Jefferson Adams is a freelance writer living in San Francisco. He has covered Health News for http://Examiner.com, and provided health and medical content for http://Sharecare.com. His work has appeared in Antioch Review, Blue Mesa Review, CALIBAN, Hayden's Ferry Review, Huffington Post, the Mississippi Review, and Slate, among others.
When I was in Italy, a while back, one of the delicious, reliable gluten-free staples was the local minestrone soup. A well-prepared minestrone is a simple, rich, delicious concoction of stock, vegetables, beans, and herbs. But, it tastes like the stuff culinary dreams are made of. Never once did the local versions of this timeless Italian classic fail to disappoint. On my return to the U.S., I resolved to find the best minestrone recipe I could find, and to master that recipe to the best of my abilities. Behold the fruits of my odyssey.
This classic Italian soup has seen numerous variations and spins from chefs around the world. This simple, easy version is a delicious, easy to make, and extremely healthy, featuring tomatoes, beans and fresh vegetables.

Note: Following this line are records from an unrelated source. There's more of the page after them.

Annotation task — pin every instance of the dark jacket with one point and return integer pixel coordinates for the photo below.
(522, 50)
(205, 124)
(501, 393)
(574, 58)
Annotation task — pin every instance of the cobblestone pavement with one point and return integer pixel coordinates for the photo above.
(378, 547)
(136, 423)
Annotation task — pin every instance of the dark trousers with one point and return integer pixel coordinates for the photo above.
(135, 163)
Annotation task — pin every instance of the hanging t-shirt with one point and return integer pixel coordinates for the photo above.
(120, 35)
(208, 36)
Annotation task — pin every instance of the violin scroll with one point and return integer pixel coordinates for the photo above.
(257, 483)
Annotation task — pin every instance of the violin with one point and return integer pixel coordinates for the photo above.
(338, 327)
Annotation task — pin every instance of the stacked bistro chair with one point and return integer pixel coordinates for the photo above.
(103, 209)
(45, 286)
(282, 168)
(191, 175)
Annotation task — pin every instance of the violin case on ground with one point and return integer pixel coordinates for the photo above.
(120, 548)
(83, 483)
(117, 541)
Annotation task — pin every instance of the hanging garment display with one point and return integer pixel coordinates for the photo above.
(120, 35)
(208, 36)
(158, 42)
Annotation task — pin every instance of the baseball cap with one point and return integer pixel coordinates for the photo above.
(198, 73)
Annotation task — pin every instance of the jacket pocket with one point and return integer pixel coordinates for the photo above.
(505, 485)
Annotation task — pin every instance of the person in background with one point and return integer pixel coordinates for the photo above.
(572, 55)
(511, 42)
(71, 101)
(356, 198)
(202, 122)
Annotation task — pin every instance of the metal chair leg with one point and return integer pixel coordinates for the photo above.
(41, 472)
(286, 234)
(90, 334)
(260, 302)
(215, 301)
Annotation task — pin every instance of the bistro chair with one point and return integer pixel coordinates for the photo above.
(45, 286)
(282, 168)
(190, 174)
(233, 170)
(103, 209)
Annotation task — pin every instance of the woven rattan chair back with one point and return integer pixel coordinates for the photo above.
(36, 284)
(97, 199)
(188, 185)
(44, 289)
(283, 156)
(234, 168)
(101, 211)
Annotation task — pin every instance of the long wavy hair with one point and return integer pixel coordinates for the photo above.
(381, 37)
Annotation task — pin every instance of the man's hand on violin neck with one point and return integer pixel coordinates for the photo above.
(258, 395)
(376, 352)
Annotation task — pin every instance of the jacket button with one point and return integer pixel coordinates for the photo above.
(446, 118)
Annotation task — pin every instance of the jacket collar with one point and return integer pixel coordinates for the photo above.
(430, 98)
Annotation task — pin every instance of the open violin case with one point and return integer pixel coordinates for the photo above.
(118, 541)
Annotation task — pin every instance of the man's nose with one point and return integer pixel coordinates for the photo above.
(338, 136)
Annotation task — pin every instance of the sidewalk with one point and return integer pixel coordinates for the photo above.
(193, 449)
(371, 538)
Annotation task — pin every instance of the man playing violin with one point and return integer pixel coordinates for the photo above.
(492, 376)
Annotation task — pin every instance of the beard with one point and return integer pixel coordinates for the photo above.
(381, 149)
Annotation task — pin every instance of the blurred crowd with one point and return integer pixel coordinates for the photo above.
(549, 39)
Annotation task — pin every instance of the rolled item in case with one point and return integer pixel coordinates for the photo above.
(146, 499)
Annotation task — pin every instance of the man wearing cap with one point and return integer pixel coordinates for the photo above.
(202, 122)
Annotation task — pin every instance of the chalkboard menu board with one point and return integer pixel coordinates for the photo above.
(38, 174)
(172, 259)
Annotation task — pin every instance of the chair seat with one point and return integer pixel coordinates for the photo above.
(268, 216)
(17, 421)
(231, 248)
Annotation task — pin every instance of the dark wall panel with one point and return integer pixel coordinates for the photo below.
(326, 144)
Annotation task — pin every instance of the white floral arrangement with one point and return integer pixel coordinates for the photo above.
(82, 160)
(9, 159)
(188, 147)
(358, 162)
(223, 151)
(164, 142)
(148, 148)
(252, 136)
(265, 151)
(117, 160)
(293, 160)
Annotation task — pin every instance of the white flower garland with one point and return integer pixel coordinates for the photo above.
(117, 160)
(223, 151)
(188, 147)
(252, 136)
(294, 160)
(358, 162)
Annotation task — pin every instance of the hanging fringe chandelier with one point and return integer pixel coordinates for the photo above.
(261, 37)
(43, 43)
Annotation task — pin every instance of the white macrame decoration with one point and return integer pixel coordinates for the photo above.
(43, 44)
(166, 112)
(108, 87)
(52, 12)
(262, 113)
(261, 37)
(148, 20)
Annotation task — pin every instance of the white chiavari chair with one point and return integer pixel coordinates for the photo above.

Minestrone is best when prepared a day in advance and refrigerated overnight to allow the flavors to marry. For those who enjoy noodles in their minestrone, simply boil up some of your favorite gluten-free pasta and add to the soup as you like.
4 tablespoons olive oil
2 leeks, sliced
4 carrots, chopped
2 zucchini, thinly sliced
8 ounces green beans, cut into 1 inch pieces
4 stalks celery, thinly sliced
6 leaves of Napa cabbage, roughly chopped
3 quarts chicken or vegetable stock
2 pounds chopped Roma tomatoes
2 tablespoon chopped fresh thyme
2 cans of canellini, or white beans, with liquid (15 ounces each)
½ cup red wine (optional)
salt and ground black pepper to taste
Heat olive oil in a large soup pot, over medium heat. Add leeks, carrots, zucchini, green beans, and celery. Cover, and reduce heat to low. Cook for 15 minutes, shaking the pan occasionally.
Stir in the stock, cabbage, tomatoes, thyme and canned beans with liquid. Bring to a boil, cover, reduce heat to low, and simmer for about 30 minutes.
If desired add red wine at this point. Simmer for an additional 15 to 20 minutes. Remove from heat, and allow to cool to serving temperature. Season with salt and pepper to taste. Serve with grated Peccorino Romano cheese and a sprinkle of chopped fresh Italian parsley.